Three years on, and the inquest into the fatal police shooting of Brazilian, Jean Charles de Menezes, remains ongoing.

Today on the TV news we could watch judge, jury, lawyers and de Menezes’ family being shown around the underground passages of Stockwell tube station, re-enacting Jean Charles’ final movements, before he was shot at point blank range by anti-terrorist police officers.

Tragic as the whole incident is, I can’t help but at least commend the British judicial system in assuring that this horrific accidence is understood and the surveillance system that failed so horribly is brought to account. The question that lingers at the back of my mind is, whether the same level of insistence to come to the bottom of such a police error would be taking place, had this happened in Jean Charles’ native Brazil? A flicker through any of the cop-films coming out of Brazil, such as “Elite Squad”, and you get a picture of the extreme use of violence by the Brazilian police force, and their perceived immunity in the face of any misuse of power. I wonder what attention the inquest into de Menezes’ death is getting back in Brazil and whether or not the Brazilian police are taking notice...

Monday, 22 September 2008

Anti-Americanism Alive and Well in Latin America

An e-mail in my inbox asked me to part with a few hours of my time last Wednesday, standing outside in the Autumn cold and picketing the US embassy here in London. US ambassadors to Bolivia and Venezuela were in the space of a couple of days sent packing amidst accusations of fomenting regional violence in Bolivia and plotting to overthrow Chávez. According to the protesters:

US President George W Bush has made it his top priority to overthrow the new left-wing governments in Venezuela, Bolivia, Ecuador and others before he leaves office at the end of the year (www.handsoffvenezuela.org)

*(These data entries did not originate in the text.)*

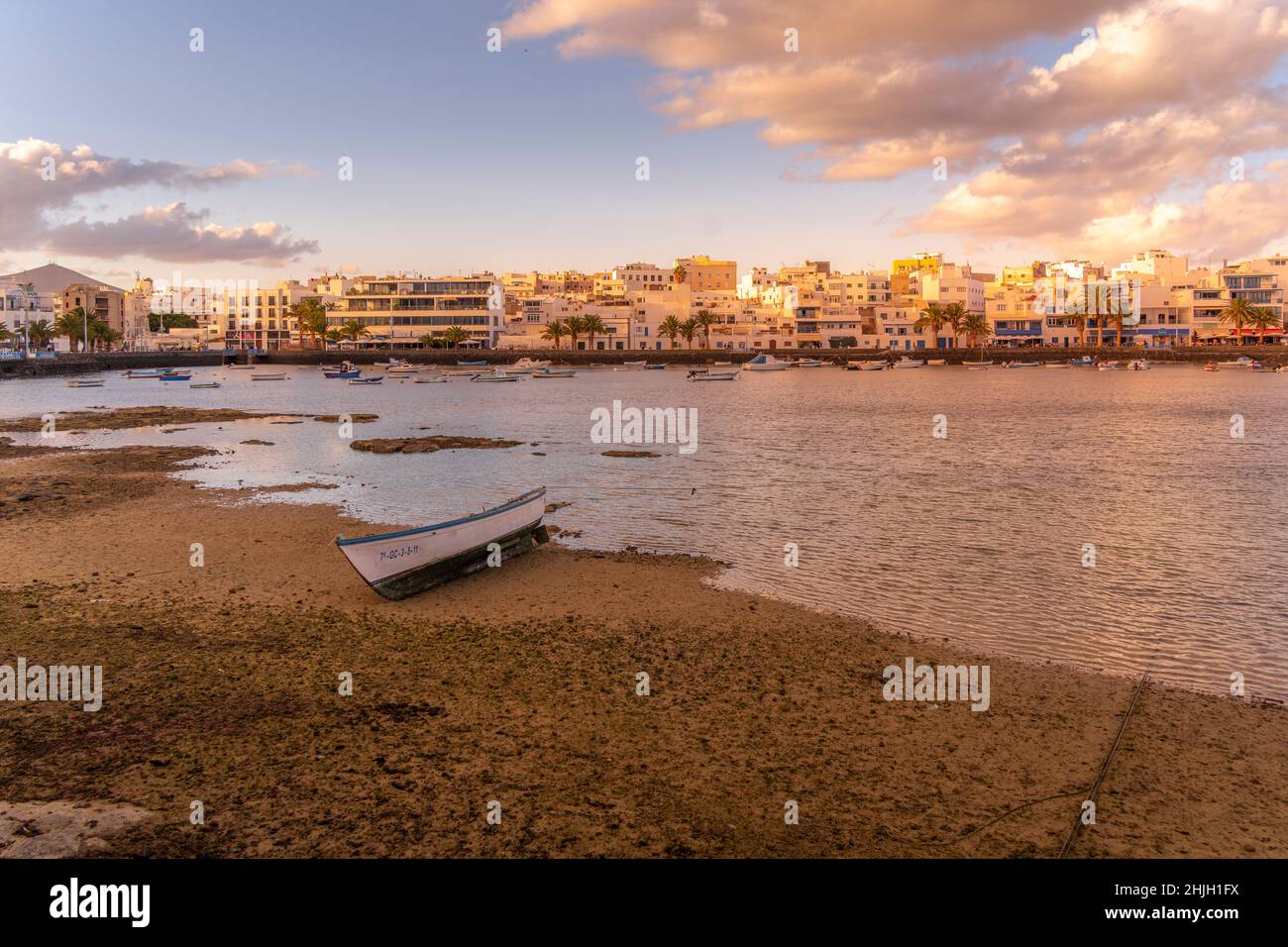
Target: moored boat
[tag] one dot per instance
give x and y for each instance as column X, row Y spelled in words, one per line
column 406, row 562
column 713, row 376
column 765, row 363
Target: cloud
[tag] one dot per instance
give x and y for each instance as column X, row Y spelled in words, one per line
column 46, row 185
column 1151, row 99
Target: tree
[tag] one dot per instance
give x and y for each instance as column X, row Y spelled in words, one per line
column 975, row 326
column 1236, row 315
column 932, row 318
column 1262, row 320
column 690, row 329
column 954, row 313
column 455, row 335
column 706, row 320
column 576, row 325
column 39, row 333
column 554, row 331
column 310, row 317
column 355, row 330
column 670, row 328
column 592, row 326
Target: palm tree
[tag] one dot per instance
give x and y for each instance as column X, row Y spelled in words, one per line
column 670, row 328
column 1236, row 315
column 690, row 329
column 1117, row 313
column 310, row 317
column 975, row 326
column 39, row 333
column 954, row 315
column 575, row 326
column 355, row 330
column 706, row 320
column 554, row 331
column 592, row 325
column 931, row 317
column 73, row 325
column 1263, row 320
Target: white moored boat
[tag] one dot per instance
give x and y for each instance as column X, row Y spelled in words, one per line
column 765, row 363
column 402, row 564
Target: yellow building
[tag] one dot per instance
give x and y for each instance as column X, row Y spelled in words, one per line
column 704, row 273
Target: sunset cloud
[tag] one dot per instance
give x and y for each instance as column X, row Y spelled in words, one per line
column 46, row 184
column 1150, row 99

Whilst I have no doubt that the US would shed no tears if either Evo Morales or Hugo Chávez were finally toppled, the recent expulsions of the respective US ambassadors has far more to do with Morales' and Chávez's populist support to a large extent consolidated by their anti-US positions.

With Russian battleships on course for Venezuelan waters for joint exercises, US may indeed have cause for concern regarding Chávez's strategic alliances - "Russian navy sails to Venezuela." Is this yet more evidence of yesteryear's Cold War battle lines being redrawn as Russia strengthens its ties in and increases its presence in Latin America - just as it did in Cuba in the 1960s? And then there are continuing anti-democratic measures taken by Chávez; the most recent being the expelling of human rights activists after having accused Chávez's government of "openly endors[ing] acts of discrimination" - "Venezuela expels two human rights activist" But are these legitimate causes for concern enough for the US to reattempt its misguided foray into overthrowing democratically elected leaders?

And what does the US gain from further destabilising Bolivia? Aside from the issue of Morales' government not doing enough to cut down on coca production, there is very little his government can be accused of that directly goes against US interests. The US has little interest in Bolivian gas reserves and their recent nationalisation. And surely they must realise that the toppling of a President that only weeks was strengthened his mandate with 67% of the popular vote in the recall referendum.
The history of US interventionism etched into the Latin American psyche, the extent to which it imbues populist rhetoric, ultimately renders the need for sound reasoning behind these anti-US conspiracies completely unnecessary. Even with George Bush at the helm, this mode of politics should not play a central role in any Latin American nations' foreign policy. Yes, the USA is by no means the 'Good Neighbour' it had once set itself up to be. But far more stands to be lost in the long-term by doing your utmost to strain relations with USA, merely for the purpose of short-term populist/nationalist gains.
This is not to say that the US are wholeheartedly innocent either. Failing to show strong enough support for the democratically-elected leaders of both countries is seen as a green light for opposition movements in Venezuela and Bolivia to challenge their Presidents in any way they see fit - as was the case with the failed coup in Venezuela in 2002 and with the violence in Bolivia right now.
Needless to say I did not spend last Wednesday afternoon picketing the US embassy.